"O’Reilly: Cheney Was ‘A Wise Guy’ And ‘Dismissed The Folks’ With His ‘So’ Remark"
On March 19, the fifth anniversary of the Iraq invasion, Vice President Cheney flatly told ABC News that he doesn’t care about the American public’s views on the war:
RADDATZ: Two-third of Americans say it’s not worth fighting.
RADDATZ So? You don’t care what the American people think?
CHENEY: No. I think you cannot be blown off course by the fluctuations in the public opinion polls.
Last night on Fox News’s The O’Reilly Factor, former White House adviser Karl Rove defended Cheney’s comments. “The question was put to him, basically the implication, the question was shouldn’t you be making decisions based on what the polls tell you?” claimed Rove.

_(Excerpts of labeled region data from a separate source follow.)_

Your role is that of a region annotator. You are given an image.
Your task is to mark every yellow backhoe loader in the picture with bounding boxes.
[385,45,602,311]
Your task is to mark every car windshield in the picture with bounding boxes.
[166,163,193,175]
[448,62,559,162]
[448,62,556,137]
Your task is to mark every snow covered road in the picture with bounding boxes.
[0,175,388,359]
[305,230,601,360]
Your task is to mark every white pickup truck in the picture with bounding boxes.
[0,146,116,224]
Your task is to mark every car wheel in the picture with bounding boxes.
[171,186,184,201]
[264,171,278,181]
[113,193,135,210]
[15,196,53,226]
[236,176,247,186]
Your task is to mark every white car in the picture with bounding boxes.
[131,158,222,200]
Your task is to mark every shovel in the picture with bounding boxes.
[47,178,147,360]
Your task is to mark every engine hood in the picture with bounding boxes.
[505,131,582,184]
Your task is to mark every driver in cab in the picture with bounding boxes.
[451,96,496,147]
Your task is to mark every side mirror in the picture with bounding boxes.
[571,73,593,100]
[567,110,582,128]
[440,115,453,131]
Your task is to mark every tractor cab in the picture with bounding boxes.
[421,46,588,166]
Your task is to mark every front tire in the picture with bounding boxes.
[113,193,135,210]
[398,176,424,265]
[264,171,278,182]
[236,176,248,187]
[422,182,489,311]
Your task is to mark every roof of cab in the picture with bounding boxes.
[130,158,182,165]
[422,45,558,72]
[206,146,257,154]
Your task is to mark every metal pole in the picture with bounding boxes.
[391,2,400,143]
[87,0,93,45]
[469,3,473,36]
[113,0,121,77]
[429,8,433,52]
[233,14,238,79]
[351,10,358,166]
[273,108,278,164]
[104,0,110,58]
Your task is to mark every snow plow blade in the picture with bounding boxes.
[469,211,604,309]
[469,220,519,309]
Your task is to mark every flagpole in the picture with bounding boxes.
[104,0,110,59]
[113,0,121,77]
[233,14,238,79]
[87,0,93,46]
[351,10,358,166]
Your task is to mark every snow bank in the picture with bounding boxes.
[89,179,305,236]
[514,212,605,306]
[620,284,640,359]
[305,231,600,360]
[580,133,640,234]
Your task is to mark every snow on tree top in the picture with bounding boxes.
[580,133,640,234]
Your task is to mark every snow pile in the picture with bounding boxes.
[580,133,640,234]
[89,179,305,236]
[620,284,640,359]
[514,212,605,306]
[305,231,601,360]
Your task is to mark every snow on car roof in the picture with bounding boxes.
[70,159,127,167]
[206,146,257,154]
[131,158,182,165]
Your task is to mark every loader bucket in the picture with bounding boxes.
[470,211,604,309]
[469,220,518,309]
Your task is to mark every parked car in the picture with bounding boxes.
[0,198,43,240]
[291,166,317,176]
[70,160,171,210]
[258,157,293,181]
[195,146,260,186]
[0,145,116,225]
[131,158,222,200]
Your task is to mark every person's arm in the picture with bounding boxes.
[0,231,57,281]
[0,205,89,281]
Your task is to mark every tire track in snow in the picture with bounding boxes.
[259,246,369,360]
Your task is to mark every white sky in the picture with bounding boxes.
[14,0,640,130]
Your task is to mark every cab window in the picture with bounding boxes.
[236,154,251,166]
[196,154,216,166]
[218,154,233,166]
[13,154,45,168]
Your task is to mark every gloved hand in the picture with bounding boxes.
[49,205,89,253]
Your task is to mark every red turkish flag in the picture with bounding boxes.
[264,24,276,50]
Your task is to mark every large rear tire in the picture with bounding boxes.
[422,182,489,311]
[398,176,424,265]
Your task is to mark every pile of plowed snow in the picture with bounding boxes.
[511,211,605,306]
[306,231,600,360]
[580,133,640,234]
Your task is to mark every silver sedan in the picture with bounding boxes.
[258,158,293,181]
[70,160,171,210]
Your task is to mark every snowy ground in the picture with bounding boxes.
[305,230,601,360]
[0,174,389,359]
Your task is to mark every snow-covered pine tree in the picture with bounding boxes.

O’Reilly, however, disagreed with his fellow Fox News employee, calling Cheney’s response “a bad answer.” “I think Dick Cheney dismissed the folks with the ‘so’ remark,” said O’Reilly. “You know, he was a wise guy, was he not?” Watch it:
Eighty-one percent of the American public believes that when making an “important decision,” government leaders “should pay attention to public opinion polls because this will help them get a sense of the public’s views.” (Although it’s unlikely Cheney or Rove would care about this finding either.)
Once again, Fox News never identified Rove as an adviser to the presidential campaign of Sen. John McCain (R-AZ).
O’REILLY: When that question was put to Dick Cheney a couple weeks ago by an ABC News correspondent, he said so? Wasn’t that a bad answer?
ROVE: No, I think it was a different question that was put to him. The question was put to him, basically the implication, the question was shouldn’t you be making decisions based on what the polls tell you?
O’REILLY: No, no, no. The question, Mr. Rove, with all due respect to you, was here’s the polls. 66 percent don’t like Iraq. What do you think and he went so. Look, I don’t want to debate the issue about that. I’m saying that was bad PR by Dick Cheney.
ROVE: Well, there may have been a better answer to it. But the fundamental implication to the question was shouldn’t you be making decisions based on the latest poll run by our news organization.
O’REILLY: No, I would say no.
O’REILLY: But I think you can’t just dismiss the folks.
ROVE: Oh, no. And that’s right. Abraham Lincoln said, you know.
O’REILLY: I think Dick Cheney dismissed the folks with the “so” remark. You know, he was a wise guy, was he not?
ROVE: Well, I think he was not dismissing the folks. What I think he was dismissing was the direct implication. I question what that — you ought to be making decisions based on —
O’REILLY: All right.
ROVE: My news organization’s poll, which is —
O’REILLY: We see that a bit differently.
ROVE: Yes, sir.
misshusseinmolly Says: “Whoever thought I would agree with O’Reilly? He was correct in calling Rove on the “should leaders ever pay attention to the American people?” bit, but didn’t go far enough. Far from being a “wise guy”, Cheney was spinning to defend his treasonous actions by suggesting there were “fluctuations” in the polls and that Americans’ opinions should not factor into any decisions — when what he really meant was “I’m gonna use my power to do what I want, regardless of how it affects this country and the rest of the world.” And Rove was spinning to defend his old boss.
What O’Reilly should have done (but this would be expecting too much) was to ask Rove how Cheney could call opinions “fluctuating” when an overwhelming majority of Americans have said we are on the wrong track with Iraq for quite some time now. No fluctuation there.”